Legally, lawmakers can't be that direct. Instead, Chisum cobbled together a convoluted scheme for prioritizing which groups would receive funding, with top priority going to a group of providers that last year served less than 1% of women. The plan, said Wheat, would actually "make it most difficult for the providers who see the most clients day in and day out to get funding."
For now, at least, that obstacle has been avoided. As the debate rolled on Friday, lawmakers were negotiating how to handle not only Chisum's amendment but also a host of others – including one from Rep. Jessica Farrar, D-Houston, which sought to reallocate the $5 million that 2005 lawmakers shaved from the family-planning budget to pay for the so-called "Alternatives to Abortion" program, which funds unlicensed and unregulated crisis pregnancy centers tasked with "promoting childbirth." In the end, it seems lawmakers reached a truce: Both the Chisum amendment (and four others proposed by members of the Legislature's Conservative Coalition) and the Farrar amendment (and other similar measures) were withdrawn. "There was a whole bunch of bargaining that went on behind the scenes," said Fran Hagerty, CEO of the Women's Health and Family Planning Association of Texas.
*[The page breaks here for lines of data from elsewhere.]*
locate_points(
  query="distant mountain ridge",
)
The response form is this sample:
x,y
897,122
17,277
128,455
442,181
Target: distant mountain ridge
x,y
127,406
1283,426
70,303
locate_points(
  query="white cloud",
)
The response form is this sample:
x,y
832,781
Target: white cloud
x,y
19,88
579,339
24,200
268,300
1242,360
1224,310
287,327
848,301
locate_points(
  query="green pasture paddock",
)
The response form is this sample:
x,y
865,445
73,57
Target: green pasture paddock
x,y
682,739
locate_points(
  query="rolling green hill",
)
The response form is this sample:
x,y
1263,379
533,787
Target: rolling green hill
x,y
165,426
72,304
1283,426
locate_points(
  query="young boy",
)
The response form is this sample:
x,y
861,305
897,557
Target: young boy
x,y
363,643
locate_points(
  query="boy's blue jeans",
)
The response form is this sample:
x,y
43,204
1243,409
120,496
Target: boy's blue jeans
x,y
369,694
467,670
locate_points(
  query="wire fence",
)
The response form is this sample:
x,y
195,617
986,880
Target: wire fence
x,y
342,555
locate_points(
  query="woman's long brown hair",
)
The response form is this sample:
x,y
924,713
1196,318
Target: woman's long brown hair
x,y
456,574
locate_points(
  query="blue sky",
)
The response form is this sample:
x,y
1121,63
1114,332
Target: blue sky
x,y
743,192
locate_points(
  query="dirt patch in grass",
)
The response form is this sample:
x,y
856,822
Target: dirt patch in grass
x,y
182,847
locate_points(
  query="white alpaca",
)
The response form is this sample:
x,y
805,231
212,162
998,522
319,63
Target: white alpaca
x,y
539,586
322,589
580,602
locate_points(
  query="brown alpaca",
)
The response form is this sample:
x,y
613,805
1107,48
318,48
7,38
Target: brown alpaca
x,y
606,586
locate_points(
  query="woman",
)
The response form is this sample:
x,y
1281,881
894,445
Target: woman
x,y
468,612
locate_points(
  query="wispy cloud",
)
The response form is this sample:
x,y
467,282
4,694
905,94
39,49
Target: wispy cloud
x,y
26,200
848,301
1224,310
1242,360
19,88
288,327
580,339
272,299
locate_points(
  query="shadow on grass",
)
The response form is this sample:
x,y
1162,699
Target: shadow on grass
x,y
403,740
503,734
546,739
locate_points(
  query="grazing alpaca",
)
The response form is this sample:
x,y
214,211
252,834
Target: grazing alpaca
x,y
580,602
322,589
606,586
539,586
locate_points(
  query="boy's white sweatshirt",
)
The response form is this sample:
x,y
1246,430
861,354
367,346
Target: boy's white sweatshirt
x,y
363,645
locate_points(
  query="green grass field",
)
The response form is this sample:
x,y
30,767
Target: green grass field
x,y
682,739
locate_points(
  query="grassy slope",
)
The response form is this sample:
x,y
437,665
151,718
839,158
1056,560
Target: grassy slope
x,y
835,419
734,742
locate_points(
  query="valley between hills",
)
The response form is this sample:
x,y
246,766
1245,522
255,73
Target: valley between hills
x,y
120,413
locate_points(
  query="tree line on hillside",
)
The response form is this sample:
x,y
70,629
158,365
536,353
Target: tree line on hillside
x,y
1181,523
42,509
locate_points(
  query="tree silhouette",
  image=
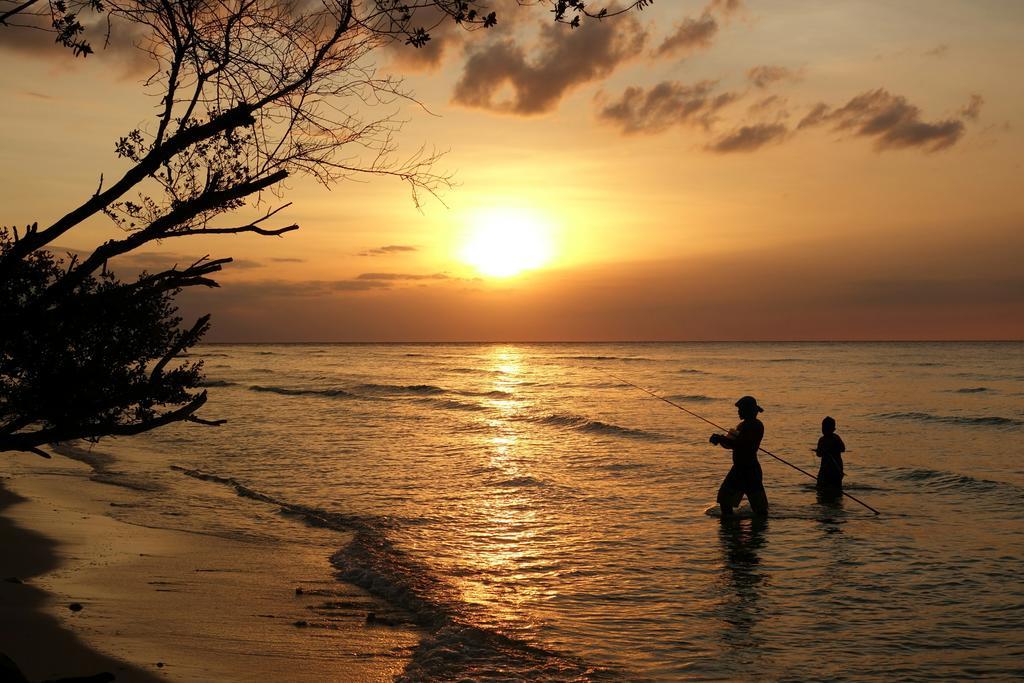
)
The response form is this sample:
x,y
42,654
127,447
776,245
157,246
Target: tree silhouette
x,y
250,92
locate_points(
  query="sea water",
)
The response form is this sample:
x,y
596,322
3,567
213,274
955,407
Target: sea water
x,y
542,520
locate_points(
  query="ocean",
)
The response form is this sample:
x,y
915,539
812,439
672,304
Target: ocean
x,y
539,519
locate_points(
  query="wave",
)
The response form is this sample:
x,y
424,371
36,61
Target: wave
x,y
987,421
402,389
287,391
495,393
452,404
584,424
696,397
454,647
637,358
519,482
100,463
945,480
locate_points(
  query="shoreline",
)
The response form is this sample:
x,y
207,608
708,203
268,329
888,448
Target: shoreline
x,y
162,604
34,639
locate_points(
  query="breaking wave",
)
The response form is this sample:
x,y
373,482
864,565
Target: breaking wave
x,y
454,648
696,397
985,421
402,388
944,480
584,424
288,391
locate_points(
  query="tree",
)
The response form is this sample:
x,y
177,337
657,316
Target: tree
x,y
251,91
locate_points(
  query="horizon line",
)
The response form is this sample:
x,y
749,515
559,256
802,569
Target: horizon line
x,y
636,341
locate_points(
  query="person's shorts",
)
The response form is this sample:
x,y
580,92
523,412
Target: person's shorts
x,y
739,482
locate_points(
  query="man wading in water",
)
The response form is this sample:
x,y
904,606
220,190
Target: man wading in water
x,y
744,477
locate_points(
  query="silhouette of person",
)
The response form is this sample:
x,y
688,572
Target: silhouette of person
x,y
829,450
744,477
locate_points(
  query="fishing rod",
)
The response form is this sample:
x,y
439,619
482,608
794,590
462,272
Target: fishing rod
x,y
764,451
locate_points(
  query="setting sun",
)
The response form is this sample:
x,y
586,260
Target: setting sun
x,y
506,242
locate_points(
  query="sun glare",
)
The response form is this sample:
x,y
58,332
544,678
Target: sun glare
x,y
503,243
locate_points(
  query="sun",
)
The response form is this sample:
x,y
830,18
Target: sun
x,y
506,242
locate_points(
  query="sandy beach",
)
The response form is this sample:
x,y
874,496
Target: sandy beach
x,y
84,593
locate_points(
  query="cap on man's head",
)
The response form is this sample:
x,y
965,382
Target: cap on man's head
x,y
750,401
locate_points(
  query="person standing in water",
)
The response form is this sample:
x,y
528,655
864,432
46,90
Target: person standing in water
x,y
744,477
829,450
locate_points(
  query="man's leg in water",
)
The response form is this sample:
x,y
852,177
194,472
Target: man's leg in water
x,y
729,494
759,500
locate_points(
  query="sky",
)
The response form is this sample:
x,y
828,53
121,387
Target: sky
x,y
732,170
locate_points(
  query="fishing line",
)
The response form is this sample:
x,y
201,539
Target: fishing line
x,y
764,451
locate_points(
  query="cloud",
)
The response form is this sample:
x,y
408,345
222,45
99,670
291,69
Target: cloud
x,y
749,138
726,7
690,34
565,59
766,75
972,110
891,120
666,104
768,104
397,276
445,37
31,34
388,249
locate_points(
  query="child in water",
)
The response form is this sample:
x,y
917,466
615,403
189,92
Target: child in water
x,y
829,450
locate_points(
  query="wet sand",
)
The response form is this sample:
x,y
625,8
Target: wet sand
x,y
165,604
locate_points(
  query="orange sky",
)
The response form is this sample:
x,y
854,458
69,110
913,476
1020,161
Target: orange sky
x,y
778,170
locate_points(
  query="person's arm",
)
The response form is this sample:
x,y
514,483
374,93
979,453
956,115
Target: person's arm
x,y
724,440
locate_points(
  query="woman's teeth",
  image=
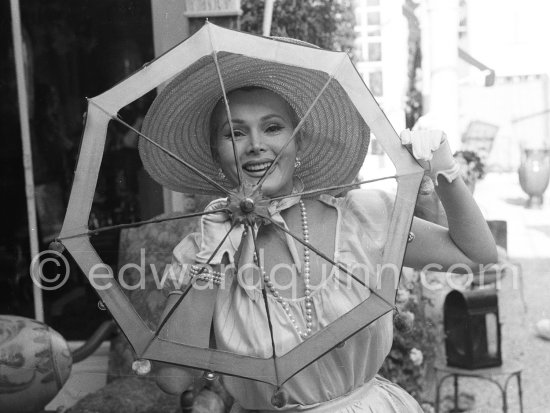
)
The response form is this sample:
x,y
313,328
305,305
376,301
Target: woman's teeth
x,y
257,167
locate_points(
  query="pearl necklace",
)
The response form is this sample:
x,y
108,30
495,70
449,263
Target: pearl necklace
x,y
306,273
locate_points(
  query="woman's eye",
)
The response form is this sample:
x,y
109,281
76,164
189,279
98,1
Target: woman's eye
x,y
274,128
236,132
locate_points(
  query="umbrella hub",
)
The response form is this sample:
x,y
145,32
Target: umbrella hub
x,y
247,205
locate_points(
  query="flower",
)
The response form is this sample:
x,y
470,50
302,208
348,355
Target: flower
x,y
416,356
402,296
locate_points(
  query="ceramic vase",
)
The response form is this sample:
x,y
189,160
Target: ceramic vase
x,y
534,175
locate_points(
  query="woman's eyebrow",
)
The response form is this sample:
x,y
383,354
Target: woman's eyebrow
x,y
226,123
273,115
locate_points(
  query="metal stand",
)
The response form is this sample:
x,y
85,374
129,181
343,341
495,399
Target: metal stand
x,y
508,369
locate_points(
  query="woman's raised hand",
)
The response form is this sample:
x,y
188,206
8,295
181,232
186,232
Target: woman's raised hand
x,y
432,149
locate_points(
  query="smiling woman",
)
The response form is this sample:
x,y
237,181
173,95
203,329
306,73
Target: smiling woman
x,y
261,124
273,269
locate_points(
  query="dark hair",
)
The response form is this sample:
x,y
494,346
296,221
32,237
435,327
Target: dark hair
x,y
212,132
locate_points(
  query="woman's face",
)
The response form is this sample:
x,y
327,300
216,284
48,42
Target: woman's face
x,y
262,124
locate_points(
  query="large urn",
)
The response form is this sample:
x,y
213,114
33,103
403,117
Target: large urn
x,y
534,175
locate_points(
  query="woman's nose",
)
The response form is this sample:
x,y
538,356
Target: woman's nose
x,y
255,144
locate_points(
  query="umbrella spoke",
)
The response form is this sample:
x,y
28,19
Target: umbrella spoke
x,y
266,302
168,152
332,188
227,110
190,285
140,223
297,128
326,258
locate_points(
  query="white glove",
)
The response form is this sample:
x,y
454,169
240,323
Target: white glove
x,y
213,228
432,149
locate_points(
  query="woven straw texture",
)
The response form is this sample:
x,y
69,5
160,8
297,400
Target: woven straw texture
x,y
334,136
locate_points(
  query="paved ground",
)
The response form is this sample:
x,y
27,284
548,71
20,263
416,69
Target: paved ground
x,y
501,197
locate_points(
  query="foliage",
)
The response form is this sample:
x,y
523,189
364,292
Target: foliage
x,y
476,166
328,24
413,349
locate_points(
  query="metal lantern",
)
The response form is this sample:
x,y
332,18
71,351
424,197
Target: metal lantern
x,y
472,329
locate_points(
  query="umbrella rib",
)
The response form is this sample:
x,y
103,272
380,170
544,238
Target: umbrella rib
x,y
168,152
227,110
266,302
299,126
332,188
139,223
326,258
190,285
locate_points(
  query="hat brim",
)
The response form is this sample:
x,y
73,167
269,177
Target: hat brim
x,y
335,137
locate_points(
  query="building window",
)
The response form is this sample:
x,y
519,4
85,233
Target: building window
x,y
375,52
373,18
375,83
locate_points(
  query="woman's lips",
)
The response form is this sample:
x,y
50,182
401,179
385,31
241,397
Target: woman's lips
x,y
257,167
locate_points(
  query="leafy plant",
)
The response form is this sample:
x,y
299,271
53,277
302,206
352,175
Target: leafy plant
x,y
413,349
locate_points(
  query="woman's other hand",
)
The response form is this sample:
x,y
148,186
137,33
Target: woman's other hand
x,y
431,148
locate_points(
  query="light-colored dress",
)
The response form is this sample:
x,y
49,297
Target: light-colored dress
x,y
343,380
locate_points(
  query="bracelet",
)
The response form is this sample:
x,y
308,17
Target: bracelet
x,y
450,174
206,274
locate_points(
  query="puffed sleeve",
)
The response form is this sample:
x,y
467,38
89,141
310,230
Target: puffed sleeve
x,y
365,220
176,274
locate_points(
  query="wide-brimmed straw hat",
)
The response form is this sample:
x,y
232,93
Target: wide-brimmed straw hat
x,y
334,136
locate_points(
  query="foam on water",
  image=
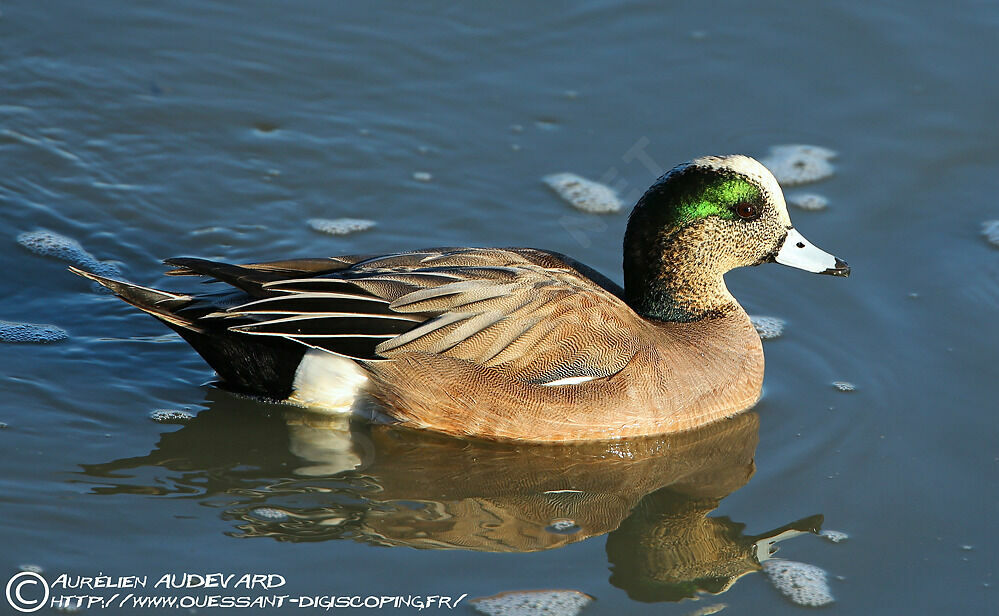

The measures may be off the table for now, but anything could happen in conference committee, when select members of the House and Senate will work through the differences in each chamber's approved budget. Indeed, the family-planning budget can be changed in committee even if there is no difference between what is contained in each chamber's budget for the program. For now, Hagerty is optimistic. Family-planning advocates were able to line up supporters ready to debate fully the Chisum amendment if it had come up for discussion, and Hagerty believes the broad support for funding family-planning services sends a signal that providing for women's health care is not a controversial issue for most lawmakers. "People are over this, and they don't want to keep tying up time with [the] personal agendas" of a few lawmakers, she said. "Maybe I'm too optimistic," said Hagerty, "but that's how I like to see it."